Bu uluslararası konjonktürde Türkiye'de de seçimlere gidildi ve cunta lideri Evren'in Cumhurbaşkanı olduğu 'denetimli demokrasi' uygulamasına geçildi...

'Eski partiler ve politikacılar' saf dışı bırakılarak ABD'nin 'gözdesi' Turgut Özal tarafından kurulan ANAP'a iktidar yolu açıldı...

Uğur Mumcu, bu nedenle bir yazısında ANAP'ı, '12 Eylül askerî yönetiminin turfanda ürünü arabesk liberal' bir parti olarak tanımladı.

***

ABD ile Türkiye arasındaki ilişkiler 1980'li yıllar boyunca güçlenmeye devam etti...

1990 yılında Sovyetler Birliği, kendisini 'sosyalist' olarak tanımlamaktan vazgeçti... Eski politbüro üyeleri temsil etmek üzere geldikleri 'federe devletlerin' başına geçerek bu ülkeleri 'liberal dünya ekonomisine' entegre ettiler... Böylece ABD patronajı altında 'küresel' bir 'yeni dünya düzeni' kuruldu...

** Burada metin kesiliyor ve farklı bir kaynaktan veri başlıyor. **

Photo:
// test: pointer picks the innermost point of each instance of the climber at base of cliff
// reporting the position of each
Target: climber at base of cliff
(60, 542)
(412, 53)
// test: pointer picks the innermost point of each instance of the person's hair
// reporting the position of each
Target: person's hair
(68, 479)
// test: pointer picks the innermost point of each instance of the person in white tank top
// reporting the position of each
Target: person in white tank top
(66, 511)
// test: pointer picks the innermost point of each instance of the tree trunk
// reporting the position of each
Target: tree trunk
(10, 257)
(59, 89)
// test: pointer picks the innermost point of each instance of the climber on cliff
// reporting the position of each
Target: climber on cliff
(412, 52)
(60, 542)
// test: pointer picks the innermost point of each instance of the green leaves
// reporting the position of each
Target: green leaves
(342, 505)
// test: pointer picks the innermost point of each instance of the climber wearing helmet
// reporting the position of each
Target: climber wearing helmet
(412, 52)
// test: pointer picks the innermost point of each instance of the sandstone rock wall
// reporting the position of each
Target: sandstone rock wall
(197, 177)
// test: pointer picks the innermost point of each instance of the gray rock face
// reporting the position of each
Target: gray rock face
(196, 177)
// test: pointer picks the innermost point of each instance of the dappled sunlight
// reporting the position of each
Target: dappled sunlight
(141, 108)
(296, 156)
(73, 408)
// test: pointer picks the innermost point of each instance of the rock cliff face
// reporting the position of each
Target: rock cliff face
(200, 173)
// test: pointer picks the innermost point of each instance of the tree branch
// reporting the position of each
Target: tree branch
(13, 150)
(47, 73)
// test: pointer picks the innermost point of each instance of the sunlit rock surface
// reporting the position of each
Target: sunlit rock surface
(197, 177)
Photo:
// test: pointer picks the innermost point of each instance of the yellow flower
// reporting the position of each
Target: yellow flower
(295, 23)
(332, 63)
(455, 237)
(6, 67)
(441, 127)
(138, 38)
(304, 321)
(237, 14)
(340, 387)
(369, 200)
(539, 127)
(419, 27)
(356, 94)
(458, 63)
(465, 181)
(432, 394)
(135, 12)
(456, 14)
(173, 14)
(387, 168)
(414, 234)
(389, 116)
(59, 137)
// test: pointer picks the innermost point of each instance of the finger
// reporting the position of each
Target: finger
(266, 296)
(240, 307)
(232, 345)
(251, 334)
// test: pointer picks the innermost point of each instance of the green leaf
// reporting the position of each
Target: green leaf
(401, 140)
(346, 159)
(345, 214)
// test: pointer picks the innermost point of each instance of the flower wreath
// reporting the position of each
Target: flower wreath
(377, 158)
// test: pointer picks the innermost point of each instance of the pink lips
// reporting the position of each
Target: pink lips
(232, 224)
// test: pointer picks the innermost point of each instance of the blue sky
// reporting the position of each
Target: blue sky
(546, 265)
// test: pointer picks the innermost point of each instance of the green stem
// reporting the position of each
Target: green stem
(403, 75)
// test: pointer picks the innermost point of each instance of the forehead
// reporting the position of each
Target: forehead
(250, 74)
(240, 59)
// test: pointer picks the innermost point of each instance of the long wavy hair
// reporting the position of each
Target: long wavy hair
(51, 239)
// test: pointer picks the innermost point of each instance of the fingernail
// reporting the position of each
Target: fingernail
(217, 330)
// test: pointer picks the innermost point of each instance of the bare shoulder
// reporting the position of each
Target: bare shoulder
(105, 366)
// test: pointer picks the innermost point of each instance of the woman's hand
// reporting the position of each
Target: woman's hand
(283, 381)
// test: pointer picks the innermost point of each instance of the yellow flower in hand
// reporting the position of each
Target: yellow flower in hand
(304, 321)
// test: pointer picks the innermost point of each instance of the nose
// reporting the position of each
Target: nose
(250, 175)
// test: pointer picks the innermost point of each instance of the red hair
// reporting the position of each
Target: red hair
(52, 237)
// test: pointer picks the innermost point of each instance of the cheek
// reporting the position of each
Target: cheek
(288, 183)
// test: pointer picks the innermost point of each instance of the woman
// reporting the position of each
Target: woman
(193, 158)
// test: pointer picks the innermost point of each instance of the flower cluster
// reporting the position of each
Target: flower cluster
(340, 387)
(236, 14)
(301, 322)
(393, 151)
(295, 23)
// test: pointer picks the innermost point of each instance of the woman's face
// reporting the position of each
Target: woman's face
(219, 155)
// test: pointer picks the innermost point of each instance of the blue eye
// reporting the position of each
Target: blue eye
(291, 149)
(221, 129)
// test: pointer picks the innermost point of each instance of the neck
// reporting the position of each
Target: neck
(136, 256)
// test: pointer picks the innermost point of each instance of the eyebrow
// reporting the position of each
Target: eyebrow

ABD, bu ortamda 'Büyük Ortadoğu Projesi' olarak bilinen projeyi uygulamaya koydu.

***

Bu proje, 'eski dünyanın kalıntısı' olarak nitelenen Ortadoğu'nun Baasçı rejimlerini ortadan kaldırmayı ve 'demokratik görünümlü' İslami rejimler kurmayı amaçlıyordu...

Başlangıçta bu olay, ABD ile ilişkileri önceden yoluna koymuş ve Ortadoğu'da 'inisiyatif alarak etkinliğini artırmayı' amaç olarak benimsemiş Turgut Özal ve hükümeti tarafından bir 'fırsat' olarak görüldü... Ancak projenin gözden kaçan bir yanı daha vardı: ABD, 'soğuk savaş' sonrası koşullarda artık güçlü bölgesel devletler istemiyor, bunların yerine resmen ya da 'fiilen' bölünmüş devletler yaratmayı planlıyordu...

Bu planlar zamanla su yüzüne çıkınca Türkiye-ABD ilişkileri yeniden 'dalgalı' bir döneme girdi.